Children and young people who offend are often the same children and young people who require care and protection. The response to children who are offending should seek to tackle the needs contributing to that offending. The Kilbrandon Report (about which we heard a lot!) has firmly embedded this simple observation in Scotland. To learn more about how the Children’s Hearings System that resulted from the report might inform change in England and Wales, the Centre for Justice Innovation enthusiastically took up an invitation from CYCJ to visit. We observed hearings and met with leadership at many of the involved statutory agencies and voluntary sector partners. It was a fascinating and eye-opening few days.

It’s clear to us that there is much to be learned both from how the system operates and from the ethos that makes it possible. While the manner in which the system operates is fundamentally different from youth court in England and Wales — non-adversarial, welfare-based, and driven by the child’s need for support — we believe that there are several aspects that could inform practice in England and Wales. A few of our reflections are outlined below.

Engagement. From what we saw and heard, the hearings system does a laudable job ensuring that the young people involved have their voice included and understand proceedings (including through pre-hearing meetings specifically to discuss how to ensure the child is heard, and through specially designed paperwork for advance submission where it is felt that this may assist). While engagement is a key tenet of youth court in England and Wales, we believe it could benefit from enhanced engagement in practice.

Participation, not just presence. Panels clearly move beyond simply requiring attendance to actively involve participants in the process. We saw this in practice in the hearings we observed: the chair carefully introduced everyone present and explained their role; the hearings discussed the child’s circumstances fully, with the child, parents/guardians, social worker, and others; decisions were reached in open session, with panel members explaining their reasoning. Participants were individually asked for their views throughout the session. It was clear that hearings are explicitly intended to be a process of two-way communication.

Language. The hearings system takes great care with the language it uses – ensuring that it is both intelligible, and not legalistic. This use of language underpins the system’s ethos: system-specific terminology is deliberately set apart from court language. Careful use of language contributes to a supportive atmosphere that encourages contributions from children and families.

Environment. Engagement is also facilitated by the environment in which hearings take place. The layout of the room is generally informal, with participants sitting around a table at the same level. The configuration is meant to remove barriers to participation, particularly for children and young people. The new pilot hearings room we saw in Glasgow was especially impressive – designed in response to feedback from hearings-experienced children and young people who were asked how the setting might improve their participation and engagement.

Inquisitorial approach. While several people we spoke with voiced concerns that hearings are becoming more adversarial, litigious, or otherwise court-like, the hearings we saw were conducted markedly differently from our observations of youth court in England and Wales. The system allows for a full inquiry into the circumstances of young people that youth court simply does not. It is clear to us that a better understanding of children and young peoples’ circumstances is more likely to lead to their needs being met.

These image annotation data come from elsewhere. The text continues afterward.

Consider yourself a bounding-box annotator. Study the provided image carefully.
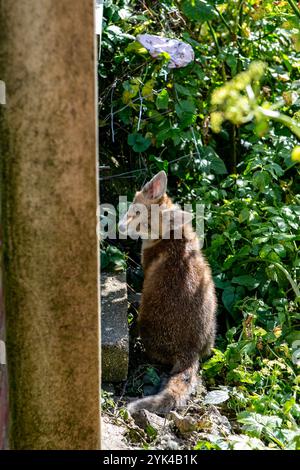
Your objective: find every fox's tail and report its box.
[127,360,198,414]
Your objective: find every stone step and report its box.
[101,272,129,382]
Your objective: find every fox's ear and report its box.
[142,171,168,199]
[162,208,194,230]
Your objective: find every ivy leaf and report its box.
[201,146,227,175]
[182,0,217,22]
[237,411,282,438]
[222,286,235,313]
[155,89,169,109]
[203,390,229,405]
[127,133,151,152]
[231,274,259,290]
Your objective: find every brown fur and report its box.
[120,173,216,413]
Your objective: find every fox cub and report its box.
[119,171,217,414]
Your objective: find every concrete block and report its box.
[101,272,129,382]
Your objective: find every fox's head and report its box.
[119,171,193,239]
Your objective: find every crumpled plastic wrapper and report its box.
[136,34,195,69]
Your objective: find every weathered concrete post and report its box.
[0,0,99,449]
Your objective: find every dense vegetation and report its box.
[99,0,300,449]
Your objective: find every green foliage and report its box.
[100,243,126,271]
[99,0,300,449]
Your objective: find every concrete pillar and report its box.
[0,0,100,449]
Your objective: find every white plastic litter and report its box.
[136,34,195,69]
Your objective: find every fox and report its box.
[118,171,217,415]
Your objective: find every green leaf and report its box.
[127,133,151,152]
[195,146,227,175]
[155,89,169,109]
[182,0,217,22]
[222,286,235,313]
[237,411,282,438]
[232,274,259,289]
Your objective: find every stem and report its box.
[207,21,227,83]
[232,124,237,174]
[259,106,300,139]
[288,0,300,18]
[214,5,233,36]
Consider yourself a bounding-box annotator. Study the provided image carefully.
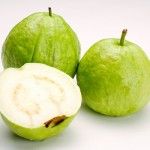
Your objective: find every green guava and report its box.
[0,63,81,140]
[77,30,150,116]
[2,8,80,77]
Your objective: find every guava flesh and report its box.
[0,63,81,140]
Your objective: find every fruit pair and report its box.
[0,8,150,140]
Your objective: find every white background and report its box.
[0,0,150,150]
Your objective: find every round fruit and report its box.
[77,30,150,116]
[0,63,81,140]
[2,8,80,77]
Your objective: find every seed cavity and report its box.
[44,115,67,128]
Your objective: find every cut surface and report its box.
[0,63,81,128]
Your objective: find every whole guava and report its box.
[77,30,150,116]
[2,8,80,77]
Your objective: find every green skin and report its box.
[2,12,80,77]
[2,115,74,140]
[77,38,150,116]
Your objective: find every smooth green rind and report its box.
[77,39,150,116]
[2,115,74,140]
[2,12,80,77]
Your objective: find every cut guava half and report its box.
[0,63,81,140]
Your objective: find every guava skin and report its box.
[2,12,80,77]
[2,115,74,141]
[77,39,150,116]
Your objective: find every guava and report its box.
[0,63,81,140]
[77,30,150,116]
[2,9,80,77]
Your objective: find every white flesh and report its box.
[0,63,81,128]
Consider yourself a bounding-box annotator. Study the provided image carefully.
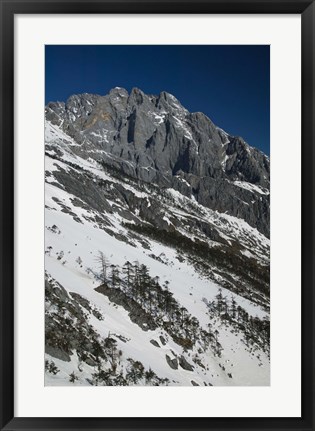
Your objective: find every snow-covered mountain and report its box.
[45,87,269,386]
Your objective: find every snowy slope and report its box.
[45,122,269,385]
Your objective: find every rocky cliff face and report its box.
[46,87,270,237]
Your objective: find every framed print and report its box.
[1,0,314,430]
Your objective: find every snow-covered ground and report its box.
[45,119,270,386]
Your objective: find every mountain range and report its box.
[45,87,270,386]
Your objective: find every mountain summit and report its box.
[46,87,270,237]
[45,87,270,390]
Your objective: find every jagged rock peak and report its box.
[46,87,270,236]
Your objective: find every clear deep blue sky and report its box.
[45,45,270,154]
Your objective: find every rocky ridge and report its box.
[45,87,270,237]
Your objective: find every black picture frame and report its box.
[0,0,315,431]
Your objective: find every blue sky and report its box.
[45,45,270,154]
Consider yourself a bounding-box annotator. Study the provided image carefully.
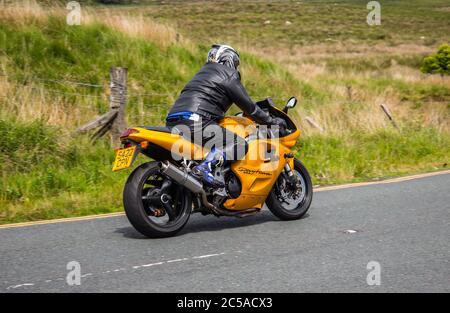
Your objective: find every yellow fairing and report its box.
[220,117,300,210]
[128,127,207,160]
[128,111,300,211]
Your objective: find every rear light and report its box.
[141,141,148,149]
[120,128,139,138]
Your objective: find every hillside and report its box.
[0,2,450,223]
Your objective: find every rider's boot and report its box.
[192,148,225,188]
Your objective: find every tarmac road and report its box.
[0,172,450,292]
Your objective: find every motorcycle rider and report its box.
[166,44,286,187]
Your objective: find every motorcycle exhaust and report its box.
[159,161,221,213]
[159,161,260,217]
[159,161,203,193]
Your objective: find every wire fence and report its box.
[0,72,289,106]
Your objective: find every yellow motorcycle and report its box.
[113,97,313,238]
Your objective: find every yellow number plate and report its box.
[113,146,136,172]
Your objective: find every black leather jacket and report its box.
[169,63,272,124]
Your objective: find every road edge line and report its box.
[0,170,450,230]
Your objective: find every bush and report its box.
[420,44,450,75]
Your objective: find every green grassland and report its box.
[0,1,450,223]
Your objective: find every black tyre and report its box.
[266,160,313,220]
[123,162,192,238]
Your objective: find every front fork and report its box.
[284,153,298,186]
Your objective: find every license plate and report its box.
[113,146,136,172]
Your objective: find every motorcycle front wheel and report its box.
[266,159,313,220]
[123,162,192,238]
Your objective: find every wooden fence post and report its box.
[109,67,128,145]
[380,104,398,129]
[77,67,127,145]
[305,116,323,132]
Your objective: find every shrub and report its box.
[420,44,450,75]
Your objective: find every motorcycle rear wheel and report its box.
[123,162,192,238]
[266,159,313,220]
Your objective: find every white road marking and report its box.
[6,283,34,289]
[0,170,450,229]
[192,252,225,259]
[167,258,189,263]
[1,251,230,290]
[141,262,164,267]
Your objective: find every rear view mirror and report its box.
[283,97,297,113]
[286,97,297,109]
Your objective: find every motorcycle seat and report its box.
[142,126,172,133]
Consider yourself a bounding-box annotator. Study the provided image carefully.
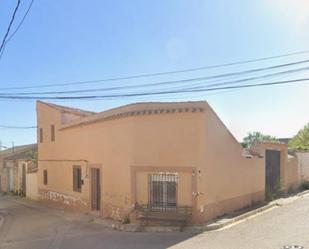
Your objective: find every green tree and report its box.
[289,123,309,151]
[241,131,277,148]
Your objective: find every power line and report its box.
[0,0,20,54]
[0,50,309,90]
[0,78,309,100]
[5,0,34,44]
[0,57,309,95]
[0,125,37,129]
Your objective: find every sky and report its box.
[0,0,309,146]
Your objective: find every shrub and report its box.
[299,181,309,190]
[122,216,130,224]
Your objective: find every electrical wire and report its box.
[0,78,309,100]
[0,50,309,90]
[0,57,309,96]
[0,0,20,60]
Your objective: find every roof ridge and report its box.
[37,100,96,115]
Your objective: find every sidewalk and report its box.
[0,190,309,234]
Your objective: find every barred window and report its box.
[39,128,43,143]
[148,173,178,209]
[73,165,82,192]
[50,125,55,142]
[43,169,48,185]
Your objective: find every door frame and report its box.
[265,148,282,190]
[89,164,103,215]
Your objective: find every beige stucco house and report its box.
[0,144,38,197]
[251,142,300,192]
[37,101,265,223]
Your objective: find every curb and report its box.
[0,214,4,229]
[204,203,279,231]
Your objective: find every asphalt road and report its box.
[0,197,192,249]
[0,195,309,249]
[171,195,309,249]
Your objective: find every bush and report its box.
[265,181,284,201]
[122,216,130,224]
[299,181,309,190]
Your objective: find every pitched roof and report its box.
[37,100,96,116]
[57,101,208,129]
[0,144,37,160]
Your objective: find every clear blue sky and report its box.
[0,0,309,145]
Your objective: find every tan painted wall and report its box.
[285,155,300,190]
[26,172,39,200]
[253,142,299,191]
[296,152,309,181]
[37,102,265,222]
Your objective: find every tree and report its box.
[289,123,309,151]
[241,131,277,148]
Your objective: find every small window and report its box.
[50,125,55,141]
[73,165,82,192]
[39,128,43,143]
[43,169,47,185]
[148,173,178,210]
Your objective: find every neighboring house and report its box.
[37,101,265,223]
[0,144,37,195]
[251,142,300,191]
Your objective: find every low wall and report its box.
[38,188,88,211]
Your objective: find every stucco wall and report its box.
[37,102,265,222]
[26,172,39,200]
[197,107,265,219]
[296,152,309,181]
[252,142,299,191]
[285,155,300,191]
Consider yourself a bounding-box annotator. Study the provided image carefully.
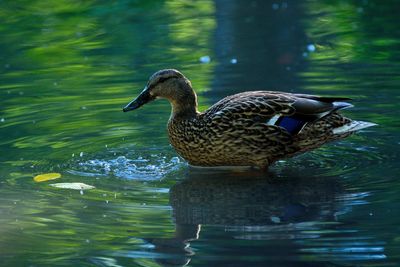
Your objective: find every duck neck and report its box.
[168,84,199,120]
[170,94,198,120]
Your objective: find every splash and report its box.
[68,154,184,180]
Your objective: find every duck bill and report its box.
[122,88,151,112]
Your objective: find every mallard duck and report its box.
[123,69,375,169]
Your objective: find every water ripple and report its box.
[68,154,183,180]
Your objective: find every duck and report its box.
[123,69,376,169]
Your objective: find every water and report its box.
[0,0,400,266]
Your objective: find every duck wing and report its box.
[204,91,352,135]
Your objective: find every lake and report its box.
[0,0,400,267]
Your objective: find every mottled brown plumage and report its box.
[124,69,375,168]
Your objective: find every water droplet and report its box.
[269,216,281,223]
[200,56,211,63]
[307,44,316,52]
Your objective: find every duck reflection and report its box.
[148,169,344,266]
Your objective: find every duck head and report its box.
[123,69,197,114]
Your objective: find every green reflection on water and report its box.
[0,0,400,266]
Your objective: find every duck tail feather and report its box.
[332,121,378,134]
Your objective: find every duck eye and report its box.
[157,77,172,83]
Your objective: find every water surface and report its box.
[0,0,400,266]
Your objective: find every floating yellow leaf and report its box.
[50,183,95,190]
[33,172,61,182]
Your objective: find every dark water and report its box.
[0,0,400,266]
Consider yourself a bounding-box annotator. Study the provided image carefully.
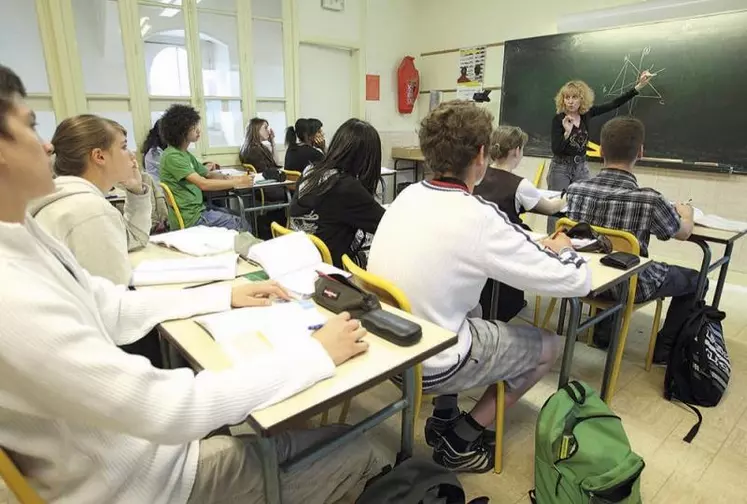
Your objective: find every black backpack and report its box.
[355,458,489,504]
[664,301,731,443]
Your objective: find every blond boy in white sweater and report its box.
[0,66,379,504]
[368,101,591,472]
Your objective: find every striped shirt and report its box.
[566,168,680,303]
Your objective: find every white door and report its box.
[299,44,353,140]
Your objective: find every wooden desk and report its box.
[392,147,425,192]
[162,279,457,504]
[558,252,651,400]
[129,243,262,290]
[688,225,747,308]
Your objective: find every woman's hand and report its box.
[563,115,573,134]
[120,153,145,194]
[635,70,654,91]
[231,280,290,308]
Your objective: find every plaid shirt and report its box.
[566,169,680,303]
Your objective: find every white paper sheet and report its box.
[132,254,238,287]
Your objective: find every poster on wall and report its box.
[456,46,486,100]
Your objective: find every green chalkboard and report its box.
[500,12,747,171]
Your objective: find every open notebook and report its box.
[150,226,237,256]
[132,254,238,287]
[195,301,326,363]
[247,233,350,296]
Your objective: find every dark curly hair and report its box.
[0,65,26,137]
[159,104,200,148]
[418,100,493,180]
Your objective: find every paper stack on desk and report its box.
[195,301,327,362]
[247,233,350,296]
[150,226,237,256]
[132,254,239,287]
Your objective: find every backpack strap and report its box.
[563,380,586,404]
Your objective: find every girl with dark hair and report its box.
[239,117,287,240]
[290,119,384,267]
[239,117,285,182]
[285,118,325,173]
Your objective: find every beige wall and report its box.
[416,0,747,285]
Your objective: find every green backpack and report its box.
[529,381,644,504]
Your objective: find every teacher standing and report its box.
[547,71,653,191]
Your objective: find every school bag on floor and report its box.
[355,458,489,504]
[529,381,645,504]
[664,301,731,443]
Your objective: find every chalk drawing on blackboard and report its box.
[602,46,666,115]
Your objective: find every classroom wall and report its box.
[416,0,747,285]
[295,0,418,166]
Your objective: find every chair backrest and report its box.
[0,448,44,504]
[555,217,641,255]
[158,182,184,229]
[270,222,332,264]
[283,170,301,191]
[342,254,412,313]
[534,161,545,187]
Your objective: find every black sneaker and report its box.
[425,411,495,448]
[433,436,495,473]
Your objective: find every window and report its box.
[139,5,191,96]
[0,0,49,94]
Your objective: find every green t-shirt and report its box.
[159,147,208,229]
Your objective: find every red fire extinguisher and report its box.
[397,56,420,114]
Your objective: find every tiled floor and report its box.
[0,285,747,504]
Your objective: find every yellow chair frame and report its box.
[158,182,184,229]
[342,254,506,474]
[537,217,664,403]
[0,448,44,504]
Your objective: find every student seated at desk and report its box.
[473,126,565,322]
[368,101,591,472]
[290,119,384,268]
[285,118,325,173]
[29,114,152,285]
[140,119,168,183]
[159,105,252,230]
[566,117,699,363]
[239,117,287,240]
[0,66,380,504]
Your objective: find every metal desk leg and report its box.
[712,242,734,308]
[399,367,415,460]
[487,278,501,320]
[259,437,282,504]
[558,298,581,388]
[692,240,711,299]
[602,280,630,402]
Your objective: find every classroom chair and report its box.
[342,254,506,474]
[158,182,184,231]
[270,222,332,264]
[0,448,44,504]
[241,163,265,206]
[541,217,664,403]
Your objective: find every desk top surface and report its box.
[162,279,457,435]
[129,243,262,290]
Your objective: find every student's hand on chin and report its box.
[231,280,290,308]
[312,312,368,366]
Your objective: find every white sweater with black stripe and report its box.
[368,181,591,381]
[0,216,335,504]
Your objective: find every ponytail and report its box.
[285,126,298,148]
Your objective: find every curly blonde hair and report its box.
[555,81,594,114]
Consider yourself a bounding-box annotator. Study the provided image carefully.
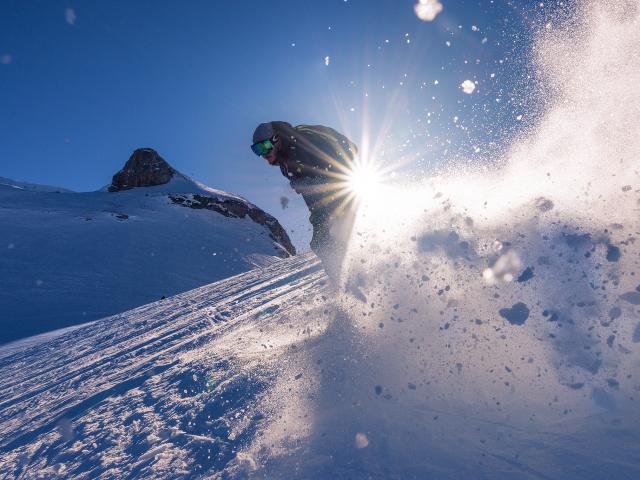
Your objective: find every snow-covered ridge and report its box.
[0,149,295,343]
[0,177,73,193]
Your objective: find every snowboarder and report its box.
[251,121,358,283]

All of the elements above can be viewed through the lens of procedural fairness – the idea that the process by which decisions are made needs to feel fair to participants, and that these perceptions have a significant effect on future behaviour. We believe that procedural fairness is an important contributor to the success of justice system processes. Our visit made it clear to us that the children’s hearings system is significantly ahead of youth court practice in England and Wales on a number of these dimensions. At the same time, enhancing many of these elements seems possible within our current legal framework. Significantly more challenging is developing the supportive ethos, a half-century in the making post-Kilbrandon, that has allowed the hearings system to flourish in Scotland.